My amateur analysis* so far is suggesting that the satire spectrum is anchored by lampoon like the sexual harassment short on one end, and criticism like A Modest Proposal on the other, with the former being funnier and less persuasive than the later. But the The Onion News Network shows this dichotomy to be false since it is consistently funnier than sexual harassment and lays it's subjects even more bare than did Swift the privileged classes.

In any case, we are not interested in identifying deliberate satire because unbridled self-awareness, running roughshod over the last vestiges of innocence and authenticity, rend almost every portrayal a satire these days. I mean, can you even say freedom without a smirk or scare quotes anymore? Thanks media.

On this blog satire takes on a different dimension of meaning. When we ask “is it satire?” we seek not to classify yes or no, but just to genuinely wonder aloud. What the fuck is this? Is it satire? It sure looks like satire. In message board terminology, this would be the situation where you're unsure whether someone is sincere or trolling. Not sure if serious.... It's the disbelief when you detect a fart shortly after someone has left the room. At Satire?blog we will thrive in those moments.

Ask yourself, “if this is not satire of [some thing], then what would a satire of [that thing] look like?” If the answer is [still that thing] then you have an clear case of ambiguity. For example:



What the fuck is this? Is it real? Did they really write a song about Taco Bell and Pizza Hut? Is it supposed to be a satire of hip hop? If someone did satirize the mindless, weed-addled stupidity sloth of contemporary hip hop acts and/or their fans, wouldn't this be the song he produced?

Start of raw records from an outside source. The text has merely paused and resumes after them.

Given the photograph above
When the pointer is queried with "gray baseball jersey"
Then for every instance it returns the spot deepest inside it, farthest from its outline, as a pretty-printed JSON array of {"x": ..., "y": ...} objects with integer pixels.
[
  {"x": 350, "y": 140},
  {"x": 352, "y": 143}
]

In a cynical, meta, post-modern world, speculating on intent is the last means with which we can enjoy artistic creation. It's a head cocked-sideways. It's the ineffable feeling of “...quoi?” Won't you celebrate the ineffable with me?



P.S. I had to write that entire post without using the word irony. Its reclamation by hipsters caused a recession in the meaning market worse than the 1995 crash/release of Jagged Little Pill.